The Truth Commission finds that Santrich’s arrest exacerbated existing concerns among factions of the FARC about the laying down of weapons. It says that Márquez and Santrich believed a gradual process of disarmament should be undertaken over several years, rather than in three relatively quick steps as favoured by the wing of the FARC headed by Rodrigo ‘Timochenko’ Londoño. This widened existing divisions over the direction of the newly founded FARC political party created in the peace agreement. In the end, the laying down of weapons was carried out relatively quickly.

‘The Santrich case also became the symbol of legal insecurity for the FARC because it was a reminder, especially for the Márquez sector, that they were vulnerable and could end up in jail in the United States,’ says the Truth Commission. The sense of legal insecurity was reinforced by the efforts in March 2019 of then-president Iván Duque, whose election campaign openly opposed the peace agreement and the FARC’s participation in congress, to make unilateral changes to the Special Jurisdiction for Peace, the agreement’s transitional justice court which established the legal status of former FARC guerrillas. Duque’s attempted changes were blocked in the congress.

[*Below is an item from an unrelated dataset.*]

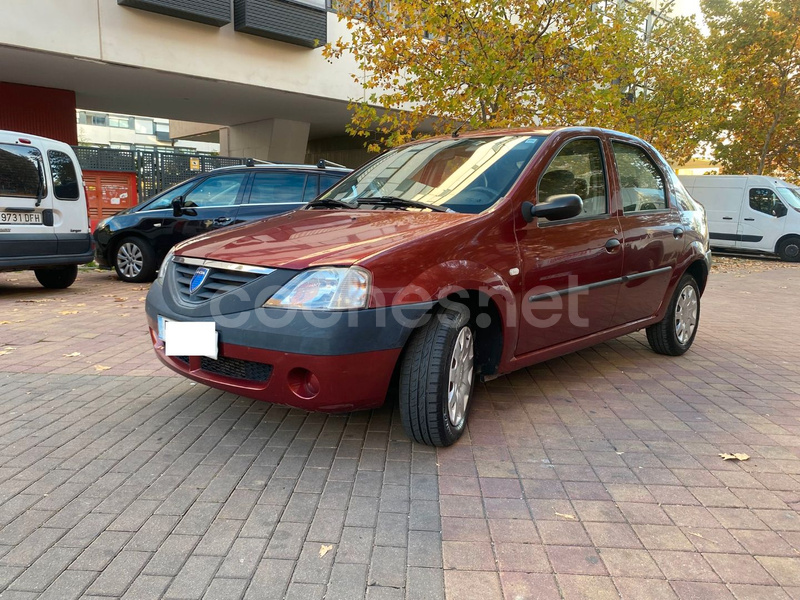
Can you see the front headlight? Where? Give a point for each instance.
(162, 271)
(325, 288)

According to the Truth Commission, ‘[a]ll these ingredients came together to form a plan of rearmament among those who distrusted the peace process. And the capture of Santrich was the trigger of this distrust.’ It highlights how other former FARC combatants were participating in the peace process but withdrew as the legal proceedings against Santrich generated concern among former combatants that they could also be targeted by Colombian or US authorities. To them it appeared, as the Truth Commission notes, that although the FARC had reached an agreement with the Colombian state, this did not guarantee that the US would not seek their legal prosecution. Without formal training, qualifications or vocational experience, a lack of options saw some former guerrillas enter the ranks of so-called ‘dissident’ groups.

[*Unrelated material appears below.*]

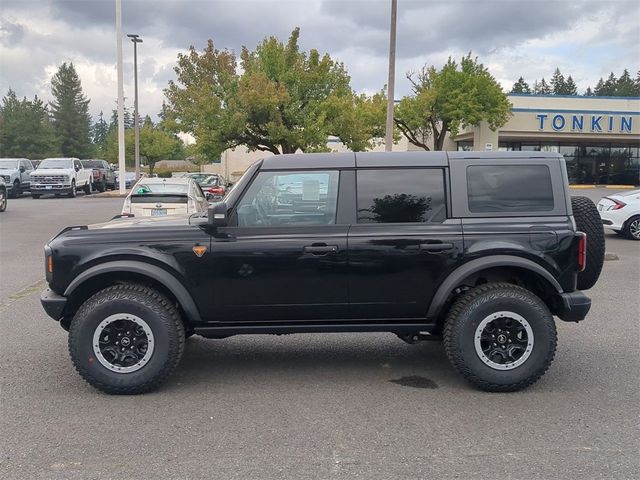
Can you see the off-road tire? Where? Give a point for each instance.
(588, 221)
(467, 313)
(162, 318)
(627, 230)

Following Santrich’s arrest, Márquez abandoned his congressional seat and, shortly afterwards, removed himself from public view. The JEP ordered Santrich’s release in May 2019 after US authorities failed to produce requested evidence over when the alleged crimes took place. Santrich briefly went to the Tierra Grata reincorporation zone in César, northern Colombia, and from there to whereabouts unknown. In August 2019, Santrich and Márquez appeared in a video among a group of armed men wearing military-style attire. Márquez announced they were withdrawing from the peace process and returning to armed struggle. The video received wide media coverage in Colombia and saw both men ejected from the JEP where they had been slated to provide testimony about their roles in the conflict.

With 342 former FARC guerrillas murdered in the six years since the signing of the peace agreement in November 2016, the Truth Commission warns that the spread of ‘dissident’ groups (of which there were 23 in 2022) ‘impacts directly on the security of signatories to the Agreement and, by this measure, represents a continuation of cycles of violence.’ Colombian authorities have released figures showing ‘dissident’ groups to be responsible for a significant proportion of attacks against former guerrillas in the peace process. The Truth Commission attributes Santrich’s arrest as a direct factor in the expansion of ‘dissident’ groups.

On 12 May 2021, the Supreme Court greenlighted the extradition of Santrich. This followed the JEP’s expulsion of Santrich in September 2019 over his rearmament one month earlier, a move which nullified legal protection from extradition. With the US warrant still active, the courts ruled that he could be sent there to stand trial. However, Santrich was killed five days later in an armed raid whose circumstances remain publicly unclear, as does the identity of who was behind the operation.